Önemli olan sadece Amerikan halkının borsaya olan genel ilgisi değil. Ülkenin bölünmüş seçim ortamı, bir çöküşten en çok kimin etkileneceğini ve yatırımcıların bu konuda nasıl hissettiklerini değiştirdi. Connecticut Milford’da finansal planlamacı olan David Zavarelli, sol eğilimli müşterilerinin sağ eğilimli olanlara kıyasla gerileme konusunda daha endişeli olduğunu söylüyor. “Meslekte geçirdiğim 18 yıl boyunca ilk kez böyle bir durumla karşılaşıyorum” diyor. Varlık yönetimi firması The Mather Group’tan Brian Schmehil, “Müşterilerin nasıl tepki verdikleri, ne kadar risk aldıklarından ziyade son seçimlerde kime oy verdikleriyle ilgili” diyor. Bu tür anekdotlar tüketici güveni verilerine de yansımakta olup, bu veriler ortalamada düşüş göstermenin yanı sıra partizan çizgiler arasında her zamankinden daha keskin bir şekilde bölünmüş durumdadır. Seçimlerden bu yana Demokratlar ekonomi konusunda olağanüstü karamsarlaşırken, Cumhuriyetçiler iyimserliğini koruyor.
Maviler kırmızıda
Değişen oy verme kalıpları acıların dağılımını da değiştirmektedir. Yılda 50.000 doların altında gelir elde eden Amerikalıların Cumhuriyetçi olma ihtimali Demokratlardan daha yüksek. Bu arada, yüksek eğitimli, profesyonel seçmenler son yıllarda mavi tarafa doğru kaymıştır. Amerikan borsa serveti yüksek gelirliler arasında yoğunlaşmıştır: hisse senetlerinin ve yatırım fonu hisselerinin yaklaşık %87’si, emlak servetinin sadece %57’sine kıyasla, en yüksek gelire sahip %20’lik kesime aittir. On ya da iki yıl önce borsadaki bir satış en çok Cumhuriyetçiler için acı verici olurken, bugün en kötü etkilenenler Demokratlar.
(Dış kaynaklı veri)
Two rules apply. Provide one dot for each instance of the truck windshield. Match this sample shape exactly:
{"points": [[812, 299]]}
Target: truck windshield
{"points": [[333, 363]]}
Bu durum Trump yönetiminin rahat duruşunu açıklamaya yardımcı olabilir. Daha yoksul bir seçmen kitlesi borsadaki düşüşlere daha az maruz kalıyor ve bu düşüşleri, örneğin Trump’ın gümrük vergilerinin getireceğini iddia ettiği imalat rönesansını gerçekleştirmek için ödenmeye değer bir bedel olarak görmeye daha yatkın olabilir. Sorun şu ki, daha zengin Amerikalıları üzmenin, siyasi sonuçları daha az şiddetli olsa bile, sonuçları olacaktır. 2019’un sonundan bu yana Amerikalıların en zengin beşte birinin tüketimi %50’den fazla artarken, ülkenin geri kalanındaki artış %20’de kaldı. Gerçekten de geçtiğimiz yıl tüketici harcamalarındaki büyümenin neredeyse tamamını en zengin beşte birlik kesim oluşturdu. Eğer üyeleri bir sonraki Robinhood kontrollerinde çok fazla kırmızı görürlerse, Cumhuriyetçiler de dahil olmak üzere tüm ülkeyi kötü bir sürpriz bekliyor olabilir.